To perform such temperature adjustment, as shown in FIG. 5, the temperature T in the secondary combustion chamber 4a is monitored by both or one of the first temperature detector 39a and the second temperature detector 39b. (Step S11), the burner output adjusting unit 46a or the cooling water flow rate adjusting unit 40a is operated based on the temperature T. When the preset temperature exceeds a preset value, for example, when the temperature T in the secondary combustion chamber 4a is adjusted in the range of 950 to 1,050 ° C., the cooling water flow rate when the temperature T exceeds 1,000 ° C. The opening degree of a flow control valve (not shown) for cooling water sent to the cooling water spray nozzle 40 via the adjusting unit 40a is adjusted, and a predetermined amount of cooling water is sprayed from the cooling water spray nozzle 40 (steps S13 and S14). The temperature T in the next combustion chamber 4a is adjusted so as not to exceed 1,050 ° C. On the other hand, when the temperature T falls below 1,000 ° C., the output of the secondary combustion chamber burner 46 is increased via the burner output adjusting unit 46a to adjust the temperature T in the secondary combustion chamber 4a so as not to fall below 950 ° C. .. Further, even when the temperature T in the secondary combustion chamber 4a is in the range of 950 to 1,050 ° C., if the temperature T fluctuates to exceed ± 5 ° C. per minute, the cooling water flow rate is adjusted.
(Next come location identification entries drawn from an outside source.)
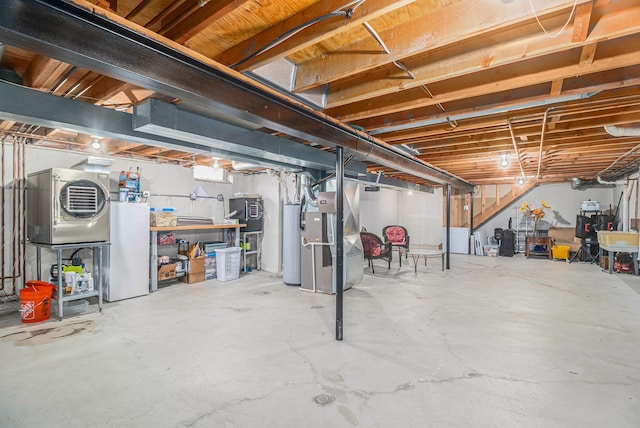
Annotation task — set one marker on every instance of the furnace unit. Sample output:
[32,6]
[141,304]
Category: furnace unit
[248,210]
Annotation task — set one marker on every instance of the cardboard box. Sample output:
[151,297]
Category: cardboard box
[192,278]
[196,265]
[167,271]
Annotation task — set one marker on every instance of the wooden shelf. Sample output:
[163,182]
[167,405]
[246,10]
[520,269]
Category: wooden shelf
[195,227]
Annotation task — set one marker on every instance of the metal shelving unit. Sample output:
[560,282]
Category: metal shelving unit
[254,239]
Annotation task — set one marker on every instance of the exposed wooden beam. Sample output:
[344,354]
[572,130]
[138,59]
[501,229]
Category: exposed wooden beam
[323,30]
[501,83]
[43,73]
[581,22]
[466,19]
[462,62]
[587,54]
[418,116]
[204,16]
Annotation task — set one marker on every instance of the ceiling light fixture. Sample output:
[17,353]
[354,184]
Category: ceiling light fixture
[504,162]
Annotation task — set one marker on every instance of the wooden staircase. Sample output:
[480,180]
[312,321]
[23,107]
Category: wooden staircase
[488,201]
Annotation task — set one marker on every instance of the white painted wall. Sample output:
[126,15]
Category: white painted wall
[164,179]
[268,187]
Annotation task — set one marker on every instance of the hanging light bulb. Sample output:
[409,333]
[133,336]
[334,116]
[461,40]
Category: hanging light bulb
[504,162]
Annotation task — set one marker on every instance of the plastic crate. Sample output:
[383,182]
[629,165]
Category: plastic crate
[228,263]
[560,252]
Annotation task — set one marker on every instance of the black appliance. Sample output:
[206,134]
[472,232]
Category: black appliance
[248,210]
[507,243]
[584,228]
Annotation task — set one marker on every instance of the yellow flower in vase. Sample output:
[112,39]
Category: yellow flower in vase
[534,213]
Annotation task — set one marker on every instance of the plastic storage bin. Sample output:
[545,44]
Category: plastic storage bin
[560,252]
[228,263]
[615,238]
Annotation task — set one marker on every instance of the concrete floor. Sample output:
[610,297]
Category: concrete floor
[494,342]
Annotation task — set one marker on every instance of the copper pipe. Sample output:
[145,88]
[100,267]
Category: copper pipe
[4,214]
[14,209]
[24,212]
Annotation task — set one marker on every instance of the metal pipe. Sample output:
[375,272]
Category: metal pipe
[471,219]
[448,223]
[305,184]
[617,131]
[23,236]
[515,147]
[14,208]
[339,242]
[376,36]
[3,214]
[544,125]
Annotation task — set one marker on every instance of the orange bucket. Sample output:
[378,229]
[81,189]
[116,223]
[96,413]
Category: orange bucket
[35,305]
[42,286]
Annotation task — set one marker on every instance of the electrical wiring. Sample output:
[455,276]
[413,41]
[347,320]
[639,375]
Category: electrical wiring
[553,36]
[295,30]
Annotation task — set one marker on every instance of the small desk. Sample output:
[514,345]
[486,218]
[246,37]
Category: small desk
[532,241]
[96,247]
[613,249]
[153,261]
[424,253]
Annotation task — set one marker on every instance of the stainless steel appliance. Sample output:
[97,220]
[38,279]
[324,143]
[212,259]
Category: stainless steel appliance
[66,206]
[249,211]
[125,261]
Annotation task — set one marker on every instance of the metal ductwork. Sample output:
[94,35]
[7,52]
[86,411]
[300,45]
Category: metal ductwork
[307,189]
[617,131]
[93,41]
[7,74]
[579,184]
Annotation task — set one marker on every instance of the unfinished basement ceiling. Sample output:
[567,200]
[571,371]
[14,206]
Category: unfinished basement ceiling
[452,86]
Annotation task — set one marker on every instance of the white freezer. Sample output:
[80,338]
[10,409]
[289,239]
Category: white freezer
[126,261]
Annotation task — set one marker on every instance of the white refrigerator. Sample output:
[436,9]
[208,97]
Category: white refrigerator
[126,262]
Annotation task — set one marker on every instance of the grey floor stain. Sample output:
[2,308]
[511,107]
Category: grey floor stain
[324,399]
[49,334]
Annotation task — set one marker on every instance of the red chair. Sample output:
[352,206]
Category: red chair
[398,236]
[374,248]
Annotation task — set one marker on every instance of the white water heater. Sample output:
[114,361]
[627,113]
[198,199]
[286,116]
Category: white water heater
[291,244]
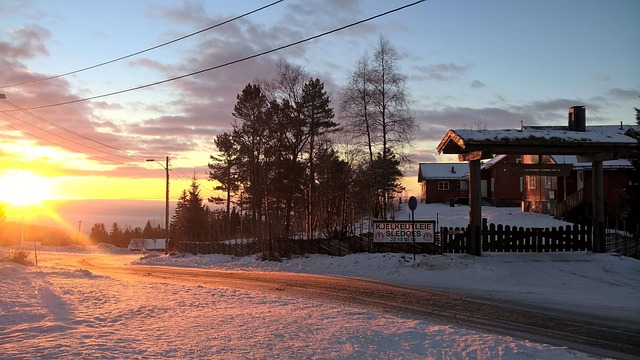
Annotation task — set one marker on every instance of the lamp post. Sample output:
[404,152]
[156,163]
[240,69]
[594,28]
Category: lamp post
[166,211]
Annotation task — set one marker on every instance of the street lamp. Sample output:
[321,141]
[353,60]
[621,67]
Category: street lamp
[166,211]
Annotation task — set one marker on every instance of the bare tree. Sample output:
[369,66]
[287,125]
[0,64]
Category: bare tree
[376,109]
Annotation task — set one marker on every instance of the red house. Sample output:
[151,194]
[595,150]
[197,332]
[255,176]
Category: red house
[442,182]
[501,185]
[569,191]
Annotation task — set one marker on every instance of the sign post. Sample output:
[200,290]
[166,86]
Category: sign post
[413,205]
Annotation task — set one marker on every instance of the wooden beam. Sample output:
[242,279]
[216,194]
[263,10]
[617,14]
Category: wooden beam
[475,209]
[598,157]
[598,208]
[540,169]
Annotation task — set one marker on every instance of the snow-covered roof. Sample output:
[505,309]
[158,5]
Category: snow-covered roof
[496,159]
[442,171]
[541,140]
[609,164]
[146,244]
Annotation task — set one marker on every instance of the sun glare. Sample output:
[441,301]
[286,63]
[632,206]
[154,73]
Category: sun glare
[23,188]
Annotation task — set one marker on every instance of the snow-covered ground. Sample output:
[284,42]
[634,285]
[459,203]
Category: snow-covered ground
[51,312]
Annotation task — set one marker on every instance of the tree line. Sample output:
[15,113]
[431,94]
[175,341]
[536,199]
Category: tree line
[296,170]
[289,167]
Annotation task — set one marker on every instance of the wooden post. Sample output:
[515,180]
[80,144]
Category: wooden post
[475,208]
[598,207]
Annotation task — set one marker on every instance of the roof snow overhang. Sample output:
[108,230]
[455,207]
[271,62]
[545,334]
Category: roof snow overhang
[602,142]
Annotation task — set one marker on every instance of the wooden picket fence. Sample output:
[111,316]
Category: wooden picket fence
[499,238]
[495,238]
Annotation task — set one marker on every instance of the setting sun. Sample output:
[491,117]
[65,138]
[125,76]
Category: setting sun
[20,188]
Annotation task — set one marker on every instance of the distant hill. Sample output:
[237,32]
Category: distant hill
[10,233]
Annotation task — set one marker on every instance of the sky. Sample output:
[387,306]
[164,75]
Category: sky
[468,64]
The amount of cooling water sprayed and the output of the secondary combustion burner 46 are adjusted via the unit 40a and the burner output adjusting unit 46a, and the supply amount of the object to be processed 10 is adjusted as necessary to prevent a sudden temperature change. Control as follows.
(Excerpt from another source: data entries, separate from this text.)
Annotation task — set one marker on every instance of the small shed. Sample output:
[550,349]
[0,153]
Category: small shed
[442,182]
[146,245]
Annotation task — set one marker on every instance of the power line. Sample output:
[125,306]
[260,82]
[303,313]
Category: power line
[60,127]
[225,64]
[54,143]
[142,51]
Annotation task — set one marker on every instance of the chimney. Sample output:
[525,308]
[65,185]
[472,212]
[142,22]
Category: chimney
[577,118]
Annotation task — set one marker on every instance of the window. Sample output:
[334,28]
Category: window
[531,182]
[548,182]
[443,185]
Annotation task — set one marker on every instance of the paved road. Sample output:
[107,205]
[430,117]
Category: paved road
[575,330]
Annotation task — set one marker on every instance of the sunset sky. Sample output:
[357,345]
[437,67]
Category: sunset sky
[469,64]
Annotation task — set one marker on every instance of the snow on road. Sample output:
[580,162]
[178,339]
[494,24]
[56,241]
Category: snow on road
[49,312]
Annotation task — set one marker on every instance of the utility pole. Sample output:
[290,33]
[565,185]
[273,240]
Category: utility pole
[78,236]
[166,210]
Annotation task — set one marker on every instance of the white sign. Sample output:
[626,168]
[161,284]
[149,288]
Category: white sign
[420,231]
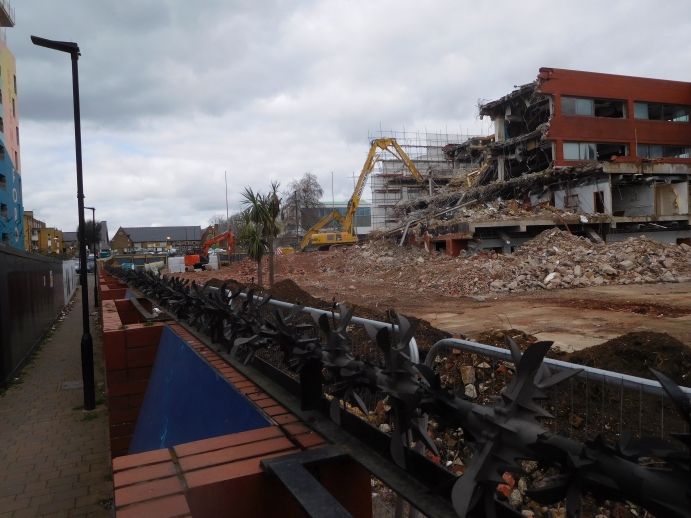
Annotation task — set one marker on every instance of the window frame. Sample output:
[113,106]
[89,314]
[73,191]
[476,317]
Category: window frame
[661,109]
[580,102]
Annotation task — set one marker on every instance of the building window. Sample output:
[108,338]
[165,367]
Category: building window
[658,151]
[661,112]
[579,151]
[649,151]
[593,107]
[593,151]
[571,201]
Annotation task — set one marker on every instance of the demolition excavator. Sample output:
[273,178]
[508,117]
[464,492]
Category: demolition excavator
[202,258]
[315,240]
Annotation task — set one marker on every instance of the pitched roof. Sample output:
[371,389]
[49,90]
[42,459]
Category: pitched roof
[104,243]
[68,237]
[144,234]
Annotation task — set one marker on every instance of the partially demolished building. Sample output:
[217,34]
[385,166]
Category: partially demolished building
[604,155]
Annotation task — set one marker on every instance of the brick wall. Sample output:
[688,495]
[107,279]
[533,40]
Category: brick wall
[220,476]
[130,349]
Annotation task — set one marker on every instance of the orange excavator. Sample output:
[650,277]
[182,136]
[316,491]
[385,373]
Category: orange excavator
[202,258]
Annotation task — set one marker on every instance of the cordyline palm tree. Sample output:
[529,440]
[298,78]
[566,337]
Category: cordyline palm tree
[253,233]
[272,225]
[262,215]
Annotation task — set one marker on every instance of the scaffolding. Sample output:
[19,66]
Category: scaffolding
[392,181]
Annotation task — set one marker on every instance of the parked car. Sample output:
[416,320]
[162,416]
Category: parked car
[89,266]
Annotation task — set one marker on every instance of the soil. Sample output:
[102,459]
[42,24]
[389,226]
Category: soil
[636,353]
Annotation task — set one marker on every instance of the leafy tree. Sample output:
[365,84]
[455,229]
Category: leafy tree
[262,212]
[89,231]
[254,238]
[272,225]
[254,243]
[301,201]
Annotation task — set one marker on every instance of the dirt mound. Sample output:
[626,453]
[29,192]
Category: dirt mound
[288,291]
[497,338]
[635,353]
[231,284]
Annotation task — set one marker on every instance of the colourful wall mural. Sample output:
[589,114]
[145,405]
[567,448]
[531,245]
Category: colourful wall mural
[11,205]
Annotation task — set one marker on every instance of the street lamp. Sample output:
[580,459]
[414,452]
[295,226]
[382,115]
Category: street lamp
[87,344]
[93,220]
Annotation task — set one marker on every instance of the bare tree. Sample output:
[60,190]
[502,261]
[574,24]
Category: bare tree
[300,205]
[235,222]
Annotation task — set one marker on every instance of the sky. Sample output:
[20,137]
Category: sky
[175,94]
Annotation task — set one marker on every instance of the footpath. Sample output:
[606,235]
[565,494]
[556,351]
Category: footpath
[54,456]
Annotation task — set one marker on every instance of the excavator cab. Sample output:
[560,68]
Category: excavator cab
[326,240]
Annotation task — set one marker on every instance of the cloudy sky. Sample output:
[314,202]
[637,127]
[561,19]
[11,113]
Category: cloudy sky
[176,92]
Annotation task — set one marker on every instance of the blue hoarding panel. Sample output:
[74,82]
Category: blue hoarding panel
[188,400]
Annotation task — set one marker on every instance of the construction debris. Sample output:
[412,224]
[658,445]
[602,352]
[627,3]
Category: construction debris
[554,259]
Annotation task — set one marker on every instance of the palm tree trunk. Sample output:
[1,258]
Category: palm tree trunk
[271,261]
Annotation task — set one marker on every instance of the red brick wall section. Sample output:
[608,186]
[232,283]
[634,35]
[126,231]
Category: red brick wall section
[130,351]
[222,476]
[628,130]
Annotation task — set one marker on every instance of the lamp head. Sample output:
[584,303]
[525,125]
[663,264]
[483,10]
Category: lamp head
[62,46]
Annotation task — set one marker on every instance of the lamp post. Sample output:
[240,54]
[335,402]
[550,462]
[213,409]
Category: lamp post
[93,220]
[87,344]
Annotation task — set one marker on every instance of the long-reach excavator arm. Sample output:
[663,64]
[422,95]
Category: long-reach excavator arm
[333,215]
[347,235]
[217,239]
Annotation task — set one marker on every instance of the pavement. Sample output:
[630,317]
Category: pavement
[54,456]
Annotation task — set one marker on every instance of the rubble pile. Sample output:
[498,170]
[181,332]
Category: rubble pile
[554,259]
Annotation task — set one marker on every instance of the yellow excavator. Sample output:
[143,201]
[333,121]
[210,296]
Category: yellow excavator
[346,235]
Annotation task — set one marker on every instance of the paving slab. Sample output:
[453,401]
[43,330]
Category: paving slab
[54,458]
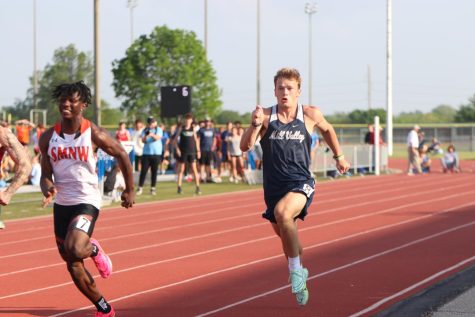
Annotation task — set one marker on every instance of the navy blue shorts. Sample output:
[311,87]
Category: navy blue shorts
[187,157]
[305,187]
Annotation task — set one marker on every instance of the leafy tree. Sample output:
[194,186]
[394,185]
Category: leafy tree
[166,57]
[69,65]
[466,113]
[367,116]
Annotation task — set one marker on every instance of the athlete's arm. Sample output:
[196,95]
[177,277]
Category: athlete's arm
[21,157]
[197,142]
[258,127]
[103,140]
[316,119]
[46,181]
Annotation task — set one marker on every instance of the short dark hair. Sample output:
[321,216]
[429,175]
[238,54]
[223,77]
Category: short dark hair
[70,89]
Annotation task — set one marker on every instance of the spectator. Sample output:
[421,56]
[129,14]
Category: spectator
[235,152]
[435,148]
[425,159]
[35,175]
[138,144]
[152,154]
[207,146]
[422,139]
[450,162]
[23,129]
[225,158]
[40,128]
[367,137]
[122,134]
[165,161]
[188,151]
[413,153]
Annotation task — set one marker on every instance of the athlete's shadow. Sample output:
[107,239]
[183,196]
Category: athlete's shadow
[33,311]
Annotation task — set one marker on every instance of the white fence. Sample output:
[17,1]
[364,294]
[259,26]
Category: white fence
[360,157]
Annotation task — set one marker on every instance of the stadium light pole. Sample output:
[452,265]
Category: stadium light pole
[258,61]
[310,9]
[97,66]
[35,72]
[389,81]
[206,28]
[131,4]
Specifically, when the temperature T in the secondary combustion chamber 4a is rising at a rate of 2 to 5 ° C. per minute, for example, the amount of cooling water sprayed by the cooling water spray nozzle 40 is 10 to 50 L / L. Control between min. Further, when the temperature T in the secondary combustion chamber 4a rises at a rate exceeding 5 ° C. per minute, the cooling water spray nozzle 40 is used so that the fluctuation range per minute is within ± 5 ° C. In addition to spraying the cooling water (10 to 50 L / min), the output of the secondary combustion chamber burner 46 is reduced or stopped, and the supply amount of the object 10 to be processed is reduced. On the other hand, when the temperature T in the secondary combustion chamber 4a is decreasing at a rate of 2 to 5 ° C. per minute, for example, the spraying of the cooling water by the cooling water spray nozzle 40 is stopped and the secondary combustion chamber burner Increase the output of 46. When the temperature T in the secondary combustion chamber 4a is decreasing at a rate of less than −5 ° C. per minute, the cooling water is sprayed so that the fluctuation range per minute is within ± 5 ° C. In addition to stopping, the output of the secondary combustion chamber burner 46 is increased. If necessary, the supply amount of the object to be processed 10 is increased. When the temperature T in the secondary combustion chamber 4a rises or falls at a rate of less than 2 ° C. per minute, the spraying of the cooling water by the cooling water spray nozzle 40 is stopped and the secondary combustion chamber burner 46 is used. Hold the output.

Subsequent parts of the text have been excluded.